The human visual system tracks objects by integrating current observations with previously observed information, adapting to target and scene changes, and reasoning about occlusion at fine granularity. In contrast, recent generic object trackers are often optimized for training targets, which limits robustness and generalization in unseen scenarios, and their occlusion reasoning remains coarse, lacking detailed modeling of occlusion patterns. To address these limitations in generalization and occlusion perception, we propose GOT-JEPA, a model-predictive pretraining framework that extends JEPA from predicting image features to predicting tracking models.

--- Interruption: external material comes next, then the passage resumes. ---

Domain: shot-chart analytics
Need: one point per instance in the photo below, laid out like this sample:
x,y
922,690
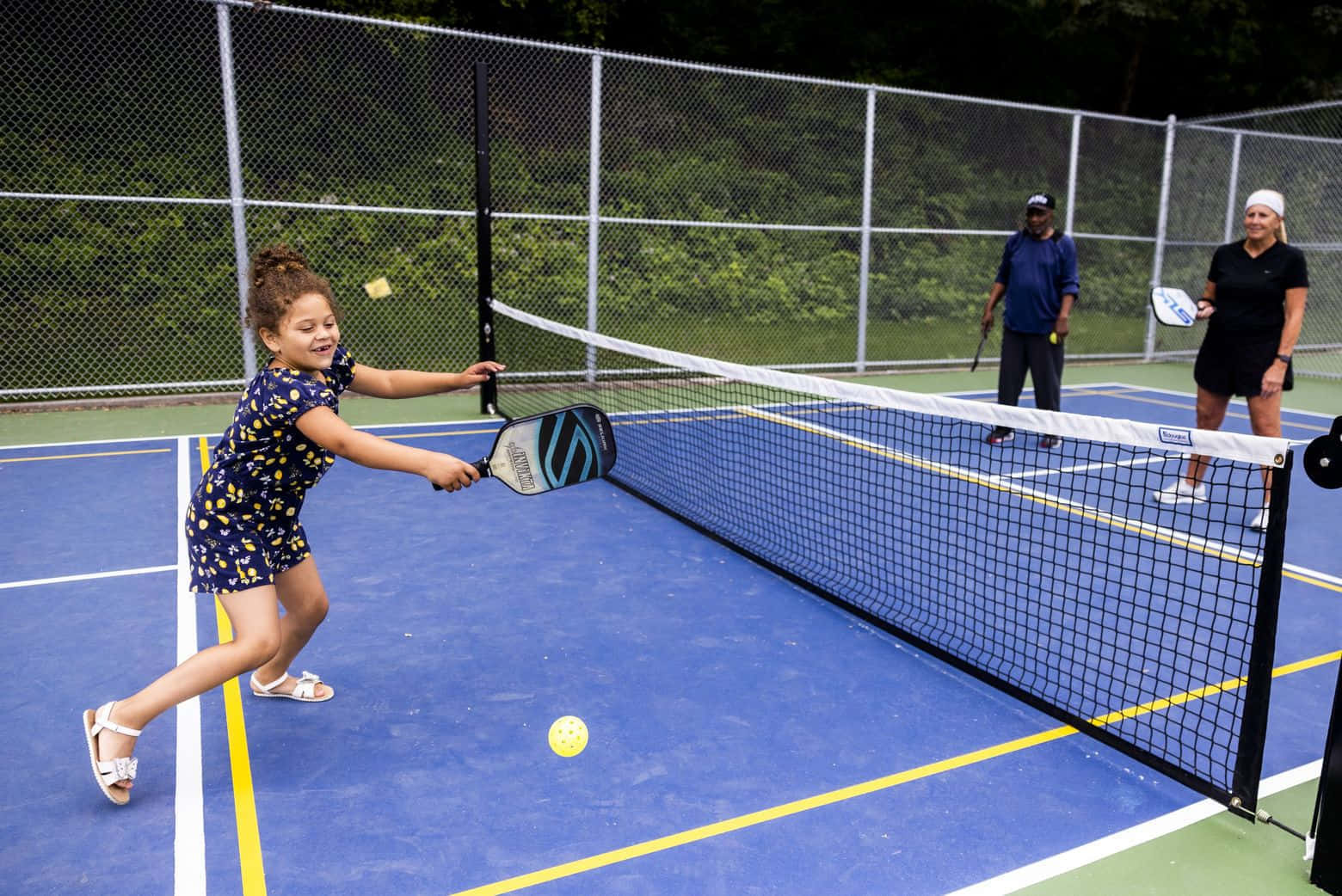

Given identical historical information, a teacher predictor generates pseudo-tracking models from a clean current frame, and a student predictor learns to predict the same pseudo-tracking models from a corrupted version of the current frame. This design provides stable pseudo supervision and explicitly trains the predictor to produce reliable tracking models under occlusions, distractors, and other adverse observations, improving generalization to dynamic environments. Building on GOT-JEPA, we further propose OccuSolver to enhance occlusion perception for object tracking. OccuSolver adapts a point-centric point tracker for object-aware visibility estimation and detailed occlusion-pattern capture. Conditioned on object priors iteratively generated by the tracker, OccuSolver incrementally refines visibility states, strengthens occlusion handling, and produces higher-quality reference labels that progressively improve subsequent model predictions. Extensive evaluations on seven benchmarks show that our method effectively enhances tracker generalization and robustness.

翻译：人类视觉系统通过整合当前观测与先前观察信息、适应目标及场景变化，并以精细粒度推理遮挡情况来跟踪目标。相比之下，现有通用目标跟踪器通常针对训练目标进行优化，导致在未见场景中鲁棒性与泛化能力受限，且其遮挡推理仍较粗糙，缺乏对遮挡模式的精细建模。为解决泛化与遮挡感知方面的局限，我们提出GOT-JEPA——一种将JEPA从预测图像特征扩展至预测跟踪模型的模型预测预训练框架。给定相同历史信息，教师预测器从清晰当前帧生成伪跟踪模型，学生预测器则从当前帧的退化版本学习预测相同伪跟踪模型。该设计提供稳定的伪监督信号，明确训练预测器在遮挡、干扰物及其他不利观测条件下生成可靠跟踪模型的能力，从而提升对动态环境的泛化能力。基于GOT-JEPA，我们进一步提出OccuSolver以增强目标跟踪中的遮挡感知能力。OccuSolver采用以点为中心的点跟踪器实现目标感知的可见性估计与精细遮挡模式捕获。通过利用跟踪器迭代生成的目标先验，OccuSolver逐步优化可见性状态，强化遮挡处理，并生成更高质量的参考标签，从而持续提升后续模型预测效果。在七个基准数据集上的广泛评估表明，本方法能有效增强跟踪器的泛化性与鲁棒性。